The people of this planet. A helluva phrase. Karsenty sinned by acting in the best interests of his fellow Frenchmen and, by extension, listening Americans. Ideologically driven, Smith’s wording annihilates Notre-Dame as the consummate expression of a particular people, one whose techniques developed out of a distinct cultural sensibility: an innate sense of national identity interwoven with a Christian vision.

Because Notre-Dame symbolizes not only France or Catholicism but Western civilization, the sight of it burning sears our own souls. This fire is all the more piercing for having accented the fragility of the West under siege by a reinvigorated Islam and a resentful Third World primed to colonize Westerners in their own countries. Meanwhile, our opinion makers encourage us to be protective of an alien culture that would gladly destroy us.

Let’s Pretend

The Organizations of Islamic Cooperation (OIC), meeting in Istanbul in 2013, sought to make criticism of Islam an international crime subject to penalty. In particular, the OIC sought to dissolve association between Islam and violence. What the OIC did not accomplish de jure, has been achieved de facto by feckless blue-sky Westerners in solidarity with all cultures, all peoples but their own.

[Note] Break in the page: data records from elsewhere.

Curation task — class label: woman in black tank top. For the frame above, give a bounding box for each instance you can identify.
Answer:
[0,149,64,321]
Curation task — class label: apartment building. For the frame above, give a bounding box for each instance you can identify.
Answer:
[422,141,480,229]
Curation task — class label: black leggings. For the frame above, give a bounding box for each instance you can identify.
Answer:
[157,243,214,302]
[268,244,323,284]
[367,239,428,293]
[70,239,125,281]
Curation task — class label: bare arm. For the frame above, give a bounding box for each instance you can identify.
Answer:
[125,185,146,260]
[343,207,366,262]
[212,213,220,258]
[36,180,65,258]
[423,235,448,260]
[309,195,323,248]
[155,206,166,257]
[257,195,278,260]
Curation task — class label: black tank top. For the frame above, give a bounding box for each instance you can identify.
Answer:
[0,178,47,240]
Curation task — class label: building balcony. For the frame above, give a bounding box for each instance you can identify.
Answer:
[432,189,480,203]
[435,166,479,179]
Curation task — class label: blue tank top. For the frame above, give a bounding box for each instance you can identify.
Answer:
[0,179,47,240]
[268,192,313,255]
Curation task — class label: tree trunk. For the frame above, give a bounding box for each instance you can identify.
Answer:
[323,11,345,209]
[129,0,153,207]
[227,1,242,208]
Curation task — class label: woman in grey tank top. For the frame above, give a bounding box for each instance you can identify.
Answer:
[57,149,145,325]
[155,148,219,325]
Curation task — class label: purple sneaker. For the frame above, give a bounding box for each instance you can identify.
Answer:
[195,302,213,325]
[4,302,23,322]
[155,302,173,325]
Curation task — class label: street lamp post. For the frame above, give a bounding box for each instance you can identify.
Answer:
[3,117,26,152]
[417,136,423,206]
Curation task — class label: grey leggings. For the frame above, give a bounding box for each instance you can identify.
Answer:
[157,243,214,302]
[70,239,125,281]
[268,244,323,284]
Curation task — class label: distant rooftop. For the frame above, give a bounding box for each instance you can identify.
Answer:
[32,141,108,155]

One hardly has to be paranoid to suspect that political Islam is winning. And it is doing so in a way familiar to anyone who remembers that, not so long ago, it was verboten for Soviet citizens to criticize the USSR. Such criticism gave an aid and comfort to the enemy, it was said. Criticism played into the hands of the enemy. It must be stifled.

Just so, our pundit class determines that rational association of  Islam with violence is, in Smith’s words, “counter productive and injurious to society.” The Better Sort insists that telling the truth plays into the hands of aggrieved fanatics who are driven to act out their animus. Better to play “let’s pretend” and keep laying planks over rivers of blood.

To Rebuild Or Not

We are left with a certain unease about the character of restorations made under the eye of the U.N. and in service to the planet’s multitudes rather than in celebration of the distinct religious and cultural identity of the people who built it. I cannot shake the thought that to rebuild Notre-Dame in the current climate of self-censorship is to create a monument to denial.

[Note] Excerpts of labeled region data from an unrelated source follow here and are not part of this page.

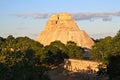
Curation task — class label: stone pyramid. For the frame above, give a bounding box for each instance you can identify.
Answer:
[37,13,94,48]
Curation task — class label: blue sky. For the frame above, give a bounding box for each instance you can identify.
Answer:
[0,0,120,39]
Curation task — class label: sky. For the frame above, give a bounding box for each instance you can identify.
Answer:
[0,0,120,39]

On Good Friday, New York’s Cardinal Dolan repeated the reigning position. He cheered the news that Notre-Dame could be rebuilt, then repeated the permissible verdict, one freighted with unskeptical relief: “The other good news, we have to admit this was an accident. I think all of us at the beginning thought, oh, no, this is a terrorist act…thank God that didn’t happen.”

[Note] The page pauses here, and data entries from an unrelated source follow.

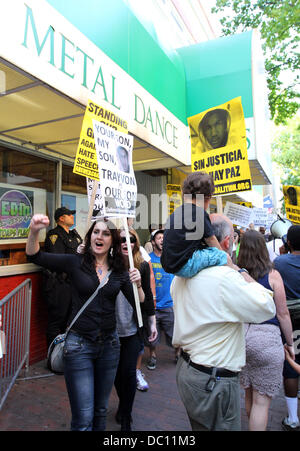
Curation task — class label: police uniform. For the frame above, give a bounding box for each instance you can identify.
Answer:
[43,225,82,346]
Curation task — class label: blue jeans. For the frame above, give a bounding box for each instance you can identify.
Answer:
[64,332,120,431]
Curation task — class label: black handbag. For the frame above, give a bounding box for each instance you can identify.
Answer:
[47,271,111,373]
[286,299,300,325]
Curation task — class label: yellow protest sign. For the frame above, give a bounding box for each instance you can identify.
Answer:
[283,185,300,224]
[73,100,128,180]
[188,97,252,195]
[167,184,182,215]
[234,202,253,208]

We really do not know that it did not happen. Some forty-seven attacks on French churches and religious sites in February alone give pause to Cardinal Dolan’s palliative. Easter Sunday’s mass murder in Sri Lanka casts a lurid rearward light onto Notre-Dame. Our network sages are quick to take questionable comfort at face value. To rebuild while we remain allergic to even asking reasonable questions or exploring legitimate surmises, is imprudent. We risk turning what was once an eight-centuries-old cathedral into a Potemkin Village for dhimmis.

•     •     •     •

Coventry’s 14th century St. Michael’s Church, known as Coventry Cathedral, was demolished in the Blitz by Germany’s Luftwaffe in 1940. The ruins of the old St. Michael’s are still there, mutilated companion to the new Coventry Cathedral, consecrated in 1962. Perhaps there is a lesson there for us.

 

“It Is Margaret You Mourn For”

[10]

It was impossible not to be moved by the photographs of people, many of them young, kneeling in the streets around Notre-Dame as it burned. Friends saw in those images signs of hope, inklings of resurrection. I did not. What came immediately to mind were those bittersweet lines from Gerard Manley Hopkins’ “Spring and Fall: to a Young Child”:

Márgarét, are you gríeving / Over Goldengrove unleaving? .  .  . It is the blight man was born for, / It is Margaret you mourn for.

Christianity is unleaving in the West. Civilizations, too, have their seasons.